In the Theology and Culture class this week we began our journey deeper into the issues facing us. The conversation was meant to frame the subsequent conversations in a larger grid, by using some key evetns/issues as starting points for where we might travel thereafter. Our conversation was rooted in some major threads around theolgy, church and culture, and somewhere along the way the issue of text and interpretation came up. I referenced a quote from an article in the latest Vanity Fair from Christopher Hitchen's latest piece on the King James Bible(like many non-believers he is a fan of that version). He was talking a bit about how things are translated, and were translated with particular emphasis in the KJV to underscore the aims, intentions and desires of the King. He offered up the following piece of information that I thought aptly pointed to the challenges of reading scripture.
“This is my Commandment, that you love one another, as I have loved you. / Greater love hath no man than this, that a man lay down his life for his friends.” Here is how the verse read when first translated by Tyndale: “This is my Commandment, that you love together as I have loved you. / Greater love than this hath no man, than that a man bestow his life for his friends.”

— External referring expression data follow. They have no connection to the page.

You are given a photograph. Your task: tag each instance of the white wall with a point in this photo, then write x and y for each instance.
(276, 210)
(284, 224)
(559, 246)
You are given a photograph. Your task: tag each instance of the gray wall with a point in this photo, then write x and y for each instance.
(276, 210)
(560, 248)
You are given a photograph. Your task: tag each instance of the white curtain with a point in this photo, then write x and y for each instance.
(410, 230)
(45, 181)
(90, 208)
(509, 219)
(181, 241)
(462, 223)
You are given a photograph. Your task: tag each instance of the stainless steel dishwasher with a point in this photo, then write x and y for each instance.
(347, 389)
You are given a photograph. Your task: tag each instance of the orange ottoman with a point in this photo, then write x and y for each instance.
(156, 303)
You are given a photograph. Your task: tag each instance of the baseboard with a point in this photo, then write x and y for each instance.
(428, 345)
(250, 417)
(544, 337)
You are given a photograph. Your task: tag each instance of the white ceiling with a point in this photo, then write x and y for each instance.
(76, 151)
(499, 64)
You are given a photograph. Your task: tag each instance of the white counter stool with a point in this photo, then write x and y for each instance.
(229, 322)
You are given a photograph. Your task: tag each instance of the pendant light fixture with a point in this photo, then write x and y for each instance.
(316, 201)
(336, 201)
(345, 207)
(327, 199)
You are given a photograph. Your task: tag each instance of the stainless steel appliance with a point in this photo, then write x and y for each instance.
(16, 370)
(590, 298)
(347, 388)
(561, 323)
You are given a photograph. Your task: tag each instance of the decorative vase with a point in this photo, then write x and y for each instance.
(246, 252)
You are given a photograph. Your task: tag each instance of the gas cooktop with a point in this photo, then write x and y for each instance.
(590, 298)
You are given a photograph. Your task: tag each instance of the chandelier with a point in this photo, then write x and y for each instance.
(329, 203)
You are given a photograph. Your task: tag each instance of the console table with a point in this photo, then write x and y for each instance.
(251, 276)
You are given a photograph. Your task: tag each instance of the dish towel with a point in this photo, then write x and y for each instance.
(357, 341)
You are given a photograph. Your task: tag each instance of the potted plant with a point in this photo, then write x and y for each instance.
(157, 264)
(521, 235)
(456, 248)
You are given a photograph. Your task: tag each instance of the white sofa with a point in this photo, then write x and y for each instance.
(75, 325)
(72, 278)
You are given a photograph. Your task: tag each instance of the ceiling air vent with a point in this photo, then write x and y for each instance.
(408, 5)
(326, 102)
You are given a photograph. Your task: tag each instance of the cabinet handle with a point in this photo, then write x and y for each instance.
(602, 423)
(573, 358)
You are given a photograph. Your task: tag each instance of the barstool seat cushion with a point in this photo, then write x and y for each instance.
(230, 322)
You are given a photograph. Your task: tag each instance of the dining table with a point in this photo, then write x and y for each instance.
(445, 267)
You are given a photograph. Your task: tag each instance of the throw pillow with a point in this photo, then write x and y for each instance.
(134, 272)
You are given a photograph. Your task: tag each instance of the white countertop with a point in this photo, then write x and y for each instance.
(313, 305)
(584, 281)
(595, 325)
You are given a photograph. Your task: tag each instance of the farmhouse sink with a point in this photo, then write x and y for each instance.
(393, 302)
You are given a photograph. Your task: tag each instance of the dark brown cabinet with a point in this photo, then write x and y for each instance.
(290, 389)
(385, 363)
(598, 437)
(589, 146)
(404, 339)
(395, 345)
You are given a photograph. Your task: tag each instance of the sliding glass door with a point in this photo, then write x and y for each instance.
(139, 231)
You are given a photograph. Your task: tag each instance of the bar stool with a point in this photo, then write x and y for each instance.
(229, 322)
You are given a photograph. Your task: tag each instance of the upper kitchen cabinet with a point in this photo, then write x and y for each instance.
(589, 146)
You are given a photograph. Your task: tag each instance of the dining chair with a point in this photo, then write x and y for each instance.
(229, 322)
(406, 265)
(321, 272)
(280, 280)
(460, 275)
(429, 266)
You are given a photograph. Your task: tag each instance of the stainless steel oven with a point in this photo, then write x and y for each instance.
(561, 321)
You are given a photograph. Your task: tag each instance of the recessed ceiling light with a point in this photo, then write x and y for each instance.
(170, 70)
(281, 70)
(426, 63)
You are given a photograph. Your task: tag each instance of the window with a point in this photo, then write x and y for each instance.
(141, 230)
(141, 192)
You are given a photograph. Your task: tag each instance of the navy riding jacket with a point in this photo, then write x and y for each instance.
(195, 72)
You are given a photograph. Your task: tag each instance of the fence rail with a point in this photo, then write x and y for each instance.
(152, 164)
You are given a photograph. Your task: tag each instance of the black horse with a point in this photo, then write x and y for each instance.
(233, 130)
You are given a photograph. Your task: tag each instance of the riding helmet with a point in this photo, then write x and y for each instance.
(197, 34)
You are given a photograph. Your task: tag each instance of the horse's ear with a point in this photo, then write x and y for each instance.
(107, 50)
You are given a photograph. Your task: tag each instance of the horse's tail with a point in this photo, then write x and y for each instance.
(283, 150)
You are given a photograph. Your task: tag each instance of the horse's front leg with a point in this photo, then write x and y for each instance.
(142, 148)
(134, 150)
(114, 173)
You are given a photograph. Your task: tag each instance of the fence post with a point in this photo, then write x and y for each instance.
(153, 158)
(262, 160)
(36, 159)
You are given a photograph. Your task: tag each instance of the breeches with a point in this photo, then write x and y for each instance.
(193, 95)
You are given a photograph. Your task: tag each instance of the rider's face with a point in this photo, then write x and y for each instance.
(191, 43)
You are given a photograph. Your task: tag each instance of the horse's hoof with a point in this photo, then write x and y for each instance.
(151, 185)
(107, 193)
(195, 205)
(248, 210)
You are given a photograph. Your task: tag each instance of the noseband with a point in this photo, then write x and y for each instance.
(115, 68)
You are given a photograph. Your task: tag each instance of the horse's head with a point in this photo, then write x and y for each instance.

Hitchens implies that William Tyndale's earlier translation(the first in English) of that verse is devoid of the sacrifical/death element the more familiar translation contains. Personally, I like Tyndales, it seems, as Hitchens also noted, to offer th eidea that extending friendhsip toward others is as important as self-sacrifice. It would be interesting to know how a Christianity shaped formatively by an entirely different translation of text would unfold, my sense is that it would produce a remarkably different manifestation of what a life of faith might look like.
Of course, Tyndale wound up burnt at the stake for his efforts--his translation of that particular verse seemed to have little impact pon those for whom protecting the faith was a bloody business.